Just ahead, much nearer, quicker, blacker,
and more vicious – new smoke puffs appeared. There was only a few minutes
now before we were due over the target. The layout of the city was as clear
as a map. The bombs were raining down on it and the sky around us was filling
with smoke smudges – hundreds of them. They appeared from nowhere as if
they had been painted by an invisible paint brush. Our Bomb Aimer, F/O
D.J. McEwen, of Gridrod, British Columbia, Canada, planted the bombs well
on the target.
The rest of us had our noses flattened
against the Perspex. The Navigator, F/O P. Lankester, of Bexhill, Sussex,
pointed to four or five great black balls of smoke right across the dockside.

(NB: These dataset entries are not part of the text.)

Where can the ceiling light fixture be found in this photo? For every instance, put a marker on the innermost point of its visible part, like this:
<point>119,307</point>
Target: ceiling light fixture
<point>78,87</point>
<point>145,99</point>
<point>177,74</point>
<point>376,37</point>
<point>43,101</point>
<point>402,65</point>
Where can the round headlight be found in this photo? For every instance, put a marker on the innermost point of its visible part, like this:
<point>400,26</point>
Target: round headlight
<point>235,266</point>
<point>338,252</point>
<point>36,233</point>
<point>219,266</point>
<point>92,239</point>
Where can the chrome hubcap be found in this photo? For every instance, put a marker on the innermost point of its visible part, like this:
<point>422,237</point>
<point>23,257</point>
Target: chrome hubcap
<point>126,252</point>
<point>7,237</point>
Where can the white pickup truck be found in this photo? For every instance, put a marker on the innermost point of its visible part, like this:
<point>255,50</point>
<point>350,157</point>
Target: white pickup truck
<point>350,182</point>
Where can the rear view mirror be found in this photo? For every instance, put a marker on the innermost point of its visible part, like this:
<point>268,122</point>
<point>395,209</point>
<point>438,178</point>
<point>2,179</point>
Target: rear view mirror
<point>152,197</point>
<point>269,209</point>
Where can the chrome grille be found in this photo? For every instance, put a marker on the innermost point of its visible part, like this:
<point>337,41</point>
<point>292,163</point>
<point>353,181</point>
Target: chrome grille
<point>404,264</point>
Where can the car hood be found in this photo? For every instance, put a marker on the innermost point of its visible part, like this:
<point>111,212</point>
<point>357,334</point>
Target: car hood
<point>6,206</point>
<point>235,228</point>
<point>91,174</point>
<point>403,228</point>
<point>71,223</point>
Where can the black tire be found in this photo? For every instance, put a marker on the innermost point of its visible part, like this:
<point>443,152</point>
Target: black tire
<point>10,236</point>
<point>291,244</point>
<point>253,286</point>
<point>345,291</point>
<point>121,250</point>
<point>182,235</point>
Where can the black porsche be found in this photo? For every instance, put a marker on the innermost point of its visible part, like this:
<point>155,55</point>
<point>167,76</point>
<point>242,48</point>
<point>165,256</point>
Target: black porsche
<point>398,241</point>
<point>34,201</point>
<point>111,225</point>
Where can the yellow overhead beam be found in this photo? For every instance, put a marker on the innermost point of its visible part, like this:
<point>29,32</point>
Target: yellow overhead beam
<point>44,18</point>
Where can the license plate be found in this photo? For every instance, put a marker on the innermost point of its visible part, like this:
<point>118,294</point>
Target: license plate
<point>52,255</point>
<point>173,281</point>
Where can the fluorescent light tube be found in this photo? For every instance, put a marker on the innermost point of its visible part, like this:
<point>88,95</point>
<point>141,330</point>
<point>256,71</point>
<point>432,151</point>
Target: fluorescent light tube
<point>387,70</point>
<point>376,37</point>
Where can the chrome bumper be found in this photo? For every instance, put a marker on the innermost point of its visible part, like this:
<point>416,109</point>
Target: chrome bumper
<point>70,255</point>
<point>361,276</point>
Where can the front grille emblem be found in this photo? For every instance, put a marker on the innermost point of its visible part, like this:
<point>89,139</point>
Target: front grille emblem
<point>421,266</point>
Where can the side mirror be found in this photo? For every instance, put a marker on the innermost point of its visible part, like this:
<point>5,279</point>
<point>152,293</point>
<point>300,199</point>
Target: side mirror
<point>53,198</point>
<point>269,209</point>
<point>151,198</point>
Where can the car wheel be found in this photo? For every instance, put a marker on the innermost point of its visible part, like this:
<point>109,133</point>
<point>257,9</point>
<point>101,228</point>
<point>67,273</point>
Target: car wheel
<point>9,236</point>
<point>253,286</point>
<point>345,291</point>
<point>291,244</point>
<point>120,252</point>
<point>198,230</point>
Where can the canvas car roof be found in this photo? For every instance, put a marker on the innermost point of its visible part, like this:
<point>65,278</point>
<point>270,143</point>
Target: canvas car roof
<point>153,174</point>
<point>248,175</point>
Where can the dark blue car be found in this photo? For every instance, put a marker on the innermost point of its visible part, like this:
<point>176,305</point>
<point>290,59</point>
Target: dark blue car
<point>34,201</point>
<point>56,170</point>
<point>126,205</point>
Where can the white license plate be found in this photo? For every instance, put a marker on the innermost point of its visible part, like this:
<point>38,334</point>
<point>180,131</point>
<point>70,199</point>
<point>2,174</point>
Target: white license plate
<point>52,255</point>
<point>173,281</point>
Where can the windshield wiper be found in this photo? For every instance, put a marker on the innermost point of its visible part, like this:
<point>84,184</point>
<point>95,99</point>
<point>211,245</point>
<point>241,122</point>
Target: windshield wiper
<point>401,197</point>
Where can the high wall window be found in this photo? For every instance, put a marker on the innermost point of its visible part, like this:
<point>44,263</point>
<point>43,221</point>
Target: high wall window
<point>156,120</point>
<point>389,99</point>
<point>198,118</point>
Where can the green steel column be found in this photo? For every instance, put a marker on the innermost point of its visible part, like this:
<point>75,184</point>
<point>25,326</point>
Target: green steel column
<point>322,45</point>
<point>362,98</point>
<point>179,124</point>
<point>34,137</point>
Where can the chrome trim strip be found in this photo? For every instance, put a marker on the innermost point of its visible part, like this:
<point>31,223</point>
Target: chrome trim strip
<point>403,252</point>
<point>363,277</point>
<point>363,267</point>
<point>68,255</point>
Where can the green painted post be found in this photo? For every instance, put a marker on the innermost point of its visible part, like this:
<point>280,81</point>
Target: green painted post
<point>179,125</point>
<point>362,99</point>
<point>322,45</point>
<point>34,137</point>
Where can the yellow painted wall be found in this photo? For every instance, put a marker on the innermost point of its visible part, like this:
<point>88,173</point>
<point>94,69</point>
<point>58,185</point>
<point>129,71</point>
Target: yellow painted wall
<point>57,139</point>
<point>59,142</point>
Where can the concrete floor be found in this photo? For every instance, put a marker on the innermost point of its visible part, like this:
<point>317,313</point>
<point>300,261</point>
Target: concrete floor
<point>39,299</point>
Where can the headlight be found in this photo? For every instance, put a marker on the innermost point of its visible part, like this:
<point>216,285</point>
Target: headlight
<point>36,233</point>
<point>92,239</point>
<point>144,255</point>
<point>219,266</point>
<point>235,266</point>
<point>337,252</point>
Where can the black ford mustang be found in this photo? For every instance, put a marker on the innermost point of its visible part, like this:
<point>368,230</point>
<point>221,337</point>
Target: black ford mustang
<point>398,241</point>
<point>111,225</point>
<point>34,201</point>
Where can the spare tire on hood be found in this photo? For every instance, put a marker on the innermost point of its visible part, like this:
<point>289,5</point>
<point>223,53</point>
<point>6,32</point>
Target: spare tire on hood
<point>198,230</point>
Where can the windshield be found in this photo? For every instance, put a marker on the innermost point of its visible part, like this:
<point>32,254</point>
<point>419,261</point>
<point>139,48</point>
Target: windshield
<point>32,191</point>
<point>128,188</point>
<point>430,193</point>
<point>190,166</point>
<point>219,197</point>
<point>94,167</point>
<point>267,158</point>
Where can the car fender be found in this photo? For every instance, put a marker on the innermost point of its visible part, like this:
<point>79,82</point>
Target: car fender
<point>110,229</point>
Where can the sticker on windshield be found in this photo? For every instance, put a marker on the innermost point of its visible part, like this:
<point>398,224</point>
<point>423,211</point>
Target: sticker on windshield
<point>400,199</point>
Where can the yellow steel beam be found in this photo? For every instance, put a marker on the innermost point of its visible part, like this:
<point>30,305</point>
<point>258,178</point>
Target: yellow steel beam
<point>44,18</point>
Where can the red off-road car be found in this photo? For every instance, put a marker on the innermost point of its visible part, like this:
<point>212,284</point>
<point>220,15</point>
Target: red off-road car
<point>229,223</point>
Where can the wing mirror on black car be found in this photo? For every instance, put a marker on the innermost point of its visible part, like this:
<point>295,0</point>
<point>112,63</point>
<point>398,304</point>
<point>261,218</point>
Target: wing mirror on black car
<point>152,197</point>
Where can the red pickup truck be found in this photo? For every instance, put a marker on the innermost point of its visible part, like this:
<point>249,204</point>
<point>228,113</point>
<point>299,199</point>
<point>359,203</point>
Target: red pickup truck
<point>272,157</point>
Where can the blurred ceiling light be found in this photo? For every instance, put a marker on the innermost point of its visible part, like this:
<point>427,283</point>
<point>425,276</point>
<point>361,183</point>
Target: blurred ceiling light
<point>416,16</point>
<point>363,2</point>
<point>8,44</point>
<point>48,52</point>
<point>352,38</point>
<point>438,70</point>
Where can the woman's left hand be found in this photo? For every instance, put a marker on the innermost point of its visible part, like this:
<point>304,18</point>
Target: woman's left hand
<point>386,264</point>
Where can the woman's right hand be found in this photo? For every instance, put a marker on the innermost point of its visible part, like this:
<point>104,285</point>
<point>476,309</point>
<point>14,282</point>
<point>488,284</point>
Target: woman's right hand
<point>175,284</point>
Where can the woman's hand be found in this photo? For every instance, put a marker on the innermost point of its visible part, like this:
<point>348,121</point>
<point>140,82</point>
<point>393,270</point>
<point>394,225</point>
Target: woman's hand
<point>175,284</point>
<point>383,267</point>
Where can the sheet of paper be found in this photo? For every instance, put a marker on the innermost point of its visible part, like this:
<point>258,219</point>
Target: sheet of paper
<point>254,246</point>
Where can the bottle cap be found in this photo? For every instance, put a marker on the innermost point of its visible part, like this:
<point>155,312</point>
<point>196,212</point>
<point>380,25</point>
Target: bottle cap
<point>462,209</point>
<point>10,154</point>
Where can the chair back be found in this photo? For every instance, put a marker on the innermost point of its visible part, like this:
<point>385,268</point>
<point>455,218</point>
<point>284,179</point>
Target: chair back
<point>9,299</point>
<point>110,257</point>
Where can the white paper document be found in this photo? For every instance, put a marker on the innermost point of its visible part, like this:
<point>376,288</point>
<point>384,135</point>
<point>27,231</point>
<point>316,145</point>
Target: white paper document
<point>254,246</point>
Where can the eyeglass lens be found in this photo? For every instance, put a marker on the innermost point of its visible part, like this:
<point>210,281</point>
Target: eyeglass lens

“Looks like an oil dump,” said the Mid Upper Gunner, Flight Sergeant J.V.
Gillespie, a Canadian from Toronto, “Duisburg had it.”
There was the radio operator, Flight Sergeant
D (Jock) Cargill, of Arbroath, who, an hour or so earlier, when we were
waiting in the darkness to take off, had kept us laughing with his description
of a murder film he had seen that made him “sweat with fright”.
And there was Sergeant Tommy Birch, of
Hendon, N.W. who had pulled Jock Cargill’s leg about his birthday – “Friday
13th.” Tommy Birch, at the end of the trip tumbled out grousing cheerfully:
“I’ve never been so cold in all my life.”
The rear gunner’s cockpit is the coldest
place in the kite.
This nights work has been much grimmer. There was for me, a bad few minutes
when the first searchlights on enemy territory began feeling for us, coning
and creeping nearer.
This time we were a new crew with S/L P.B.
Clay of Sowerby Bridge, Yorks, as Skipper. He is a tall young fellow with
fair hair and a nonchalant manner, but a brain as cool as ice when he sits
behind the joy stick. When the flak began to flash around us I thought
of the great cloud of smoke puffs we had left behind us in the sky the
previous morning. But Duisburg and a great cylinder above it, stretching
four miles into the sky, was ablaze. It was too fascinating for fear.
Markers showered down and lay on the city
like shimmering flower beds, others were lost in the fires. Flak of all
kinds shattered the darkness. Then as we left this fantastic scene, the
boys who followed us sent down thousands of incendiaries. The sky was red
and angry above Duisburg when we were 100 miles away.
We could not see our boys in front of the
Siegfried Line a we passed over on our way home – we were too high for
that – but we drew great comfort in the knowledge that they could see the
glow from the city, only 30 miles away, where thousands of tons of supplies
to have been used against them were going up in flames.
The night attack on Duisburg was made in
two waves. The first began bombing at 1:30a.m. and the second nearly two
Later Sunday Now I know why
the M.O. wanted to give me sleeping tablets. So many impressions have entered
my mind and I saw so vivid the flashes and the colours of the flak, when
I finally got into bed, I could not sleep.
But the boys who do these trips – the crew
of my Lancaster, G for George, was typical of them – night after night
were wiser, especially after this, when the greatest weight of bombs that
has ever been dropped on one city fell within 24 hours.
They took the tablets and slept. They were
still sleeping, most of them, when I left the Station later this morning.